Днем он работал, всегда голодный, на заводе давали только обед — сероватая юшка, в которой плавают редкие капустины. Вечером мама собирала на стол, ели всегда при закрытых шторах, потому что мама прятала за балкой банку с медом, это было преступлением. Оккупанты потребовали в первый день снести все припасы на площадь и забрали почти все, что можно было забрать. Из дома Вальди забрали купленное впрок зерно, два мешка с картошкой, консервы, вяленое мясо, еще всякую снедь. Ходили из дома в дом, в каждом доме устраивали обыск, забирали деньги, драгоценности, забрали мамино бриллиантовое колечко, которое она носила не снимая — подарок Вальдиного папы. Папу Вальди не помнил, но мама и Фред рассказывали о нем много и наперебой, и у Вальди иногда слезы навертывались на глаза, но не от горя, а как-то наоборот, оттого, что они так хорошо о нем рассказывали. Фрид был лучшим папиным другом, еще со школы, и помнил папу таким, какой Вальди был сейчас, знал такое, чего даже мама не знала, и Вальди жадно впитывал эти рассказы и сравнивал себя — и папу. Когда Фрид рассказал ему, что папа в 10 лет вытаскивал зимой из проруби котенка, Вальди пошел, залез в ледяную октябрьскую воду и простоял в ней полчаса, чуть не потерял сознание, а то бы наверняка утонул. Потом он долго болел и едва не умер. Мама, к его вящему удивлению, совершенно его не ругала, только сказала: «Не бойся, ты очень похож на папу», — и Вальди был ей благодарен. Иногда он ловил себя на том, что ему хочется быть похожим и на Фрида, что он пытается ходить, как Фрид, и, как Фрид, постукивает пальцем по среднему пальцу левой руки. У Фрида на этом пальце был перстень, у Вальди, конечно, никакого перстня не было, но он все равно так делал.
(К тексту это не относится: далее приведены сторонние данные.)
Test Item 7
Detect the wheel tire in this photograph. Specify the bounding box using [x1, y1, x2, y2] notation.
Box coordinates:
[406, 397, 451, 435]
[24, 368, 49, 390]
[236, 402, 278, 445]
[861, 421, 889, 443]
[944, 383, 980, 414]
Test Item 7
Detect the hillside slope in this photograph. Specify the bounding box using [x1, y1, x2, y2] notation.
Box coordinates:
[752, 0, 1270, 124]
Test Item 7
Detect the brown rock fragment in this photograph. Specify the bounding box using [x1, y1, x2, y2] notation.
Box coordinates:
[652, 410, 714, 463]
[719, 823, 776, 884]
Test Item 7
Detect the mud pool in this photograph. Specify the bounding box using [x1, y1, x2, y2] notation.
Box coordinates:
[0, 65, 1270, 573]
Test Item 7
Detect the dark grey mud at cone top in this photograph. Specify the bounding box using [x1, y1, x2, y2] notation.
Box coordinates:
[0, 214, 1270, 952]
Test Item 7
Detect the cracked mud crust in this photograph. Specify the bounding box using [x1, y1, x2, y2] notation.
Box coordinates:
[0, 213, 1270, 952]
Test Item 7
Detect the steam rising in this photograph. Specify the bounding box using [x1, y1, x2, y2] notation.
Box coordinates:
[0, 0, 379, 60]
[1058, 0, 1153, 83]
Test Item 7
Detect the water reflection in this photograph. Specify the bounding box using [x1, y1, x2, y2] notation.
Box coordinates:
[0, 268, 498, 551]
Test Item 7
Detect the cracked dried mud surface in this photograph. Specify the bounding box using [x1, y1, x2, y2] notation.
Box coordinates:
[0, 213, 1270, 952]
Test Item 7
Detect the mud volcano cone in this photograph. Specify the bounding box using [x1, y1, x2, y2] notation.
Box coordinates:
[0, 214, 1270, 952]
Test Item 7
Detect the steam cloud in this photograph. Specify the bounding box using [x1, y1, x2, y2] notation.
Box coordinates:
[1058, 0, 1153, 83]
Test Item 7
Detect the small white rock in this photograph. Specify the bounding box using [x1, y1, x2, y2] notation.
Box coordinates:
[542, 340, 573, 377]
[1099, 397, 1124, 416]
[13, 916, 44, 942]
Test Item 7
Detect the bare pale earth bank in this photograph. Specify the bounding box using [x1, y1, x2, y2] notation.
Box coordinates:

Они ели мокрый, вязкий хлеб, и намазывали на него мед- для вкуса, как говорила мама, тоненько-тоненько. Однажды Вальди спросил: «А что будет, когда мы съедим мед?» Мама беспомощно посмотрела на Фрида, а Фрид сказал: «Появится что-нибудь другое», но Вальди понял, что спросил что-то, чего спрашивать не надо, и больше никогда не спрашивал о еде. Меда, кстати, оставалось совсем немного.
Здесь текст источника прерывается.